There are certain benefits to designating a minor child as a life insurance beneficiary. For instance:
- The money will eventually be available for your children to utilize as they see fit. When the money is eventually given to your child, they can use it to cover expenses like education, healthcare, or other essentials of life.
- The money will be more useful to your child than any other possible since they are probably not financially independent yet.
- When your children reach young adulthood, the proceeds from your life insurance can help prevent financial hardships.
If you want to designate your child as the primary beneficiary do not forget to add a conditional beneficiary in case the primary beneficiary passes away or is otherwise unable to receive the proceeds of the life insurance policy.
What Are the Drawbacks of Designating a Minor as the Beneficiary of Your Life Insurance?

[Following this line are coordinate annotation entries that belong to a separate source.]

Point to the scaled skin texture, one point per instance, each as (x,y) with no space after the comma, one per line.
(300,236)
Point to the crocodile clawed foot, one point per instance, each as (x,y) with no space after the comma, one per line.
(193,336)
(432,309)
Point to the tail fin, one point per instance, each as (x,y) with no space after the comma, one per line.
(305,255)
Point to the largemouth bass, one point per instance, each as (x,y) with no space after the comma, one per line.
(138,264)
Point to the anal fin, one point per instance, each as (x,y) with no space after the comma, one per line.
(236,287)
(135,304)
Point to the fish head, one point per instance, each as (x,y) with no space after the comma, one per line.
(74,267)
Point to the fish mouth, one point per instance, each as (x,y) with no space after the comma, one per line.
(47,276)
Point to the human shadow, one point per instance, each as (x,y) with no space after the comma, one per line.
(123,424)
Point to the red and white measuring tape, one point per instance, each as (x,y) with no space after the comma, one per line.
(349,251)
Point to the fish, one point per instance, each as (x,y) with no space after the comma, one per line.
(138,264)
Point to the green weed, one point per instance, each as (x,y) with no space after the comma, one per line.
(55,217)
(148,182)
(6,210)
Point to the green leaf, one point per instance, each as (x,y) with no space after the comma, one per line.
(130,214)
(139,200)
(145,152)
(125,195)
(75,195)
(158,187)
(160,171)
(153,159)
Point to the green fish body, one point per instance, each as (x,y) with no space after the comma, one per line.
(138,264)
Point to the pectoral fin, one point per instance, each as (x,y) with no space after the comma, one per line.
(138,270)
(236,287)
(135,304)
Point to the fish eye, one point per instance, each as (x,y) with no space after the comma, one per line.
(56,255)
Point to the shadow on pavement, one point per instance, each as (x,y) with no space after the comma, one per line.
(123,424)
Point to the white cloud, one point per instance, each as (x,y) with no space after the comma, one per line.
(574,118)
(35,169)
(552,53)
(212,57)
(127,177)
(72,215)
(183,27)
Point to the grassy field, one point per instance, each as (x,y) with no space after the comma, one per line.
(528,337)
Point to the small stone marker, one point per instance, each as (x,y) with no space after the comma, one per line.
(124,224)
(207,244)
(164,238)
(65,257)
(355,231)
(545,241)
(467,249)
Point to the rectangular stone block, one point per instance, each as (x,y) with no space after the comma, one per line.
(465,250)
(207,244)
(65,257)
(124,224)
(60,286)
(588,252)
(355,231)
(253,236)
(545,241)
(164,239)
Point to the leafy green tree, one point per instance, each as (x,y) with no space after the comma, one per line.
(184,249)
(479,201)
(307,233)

There are significant drawbacks to designating your child as the policy beneficiary, even while it makes sense to want your offspring to receive your life insurance proceeds. This list of drawbacks includes some of them:
- Depending on state legislation, your children won't be allowed to access the money to utilize for their financial requirements until they are 18 or 21.
- There may be significant costs associated with the process of moving the funds from the court-appointed legal guardian to your children, including legal bills and court charges. These costs decrease the funds left to get passed to the children.
- You are no longer in charge of the money's management. If you have designated a minor as a beneficiary, the court will appoint a guardian for the proceeds on your behalf.
Fortunately, there are steps you can take to have more control over the life insurance benefits so the money is spent properly for your children and none of these negative effects arise.
Alternatives to Designating a Minor as the Beneficiary of Your Life Insurance
Making a living trust and designating it as the beneficiary is one of the options. The trust will get the proceeds of the death benefit. To oversee the assets, you can appoint a trustee. You can also specify how to spend the money and when it should be transferred to your child.
Another option is setting up an account under the UTMA (Uniform Transfers to Minors Act) with your insurance provider. With the help of this law, you can choose a guardian who will be in charge of looking after your child's finances until they reach adulthood. The money can be used to cover your child's expenses, and when your child reaches adulthood, the remaining money will be transferred to them.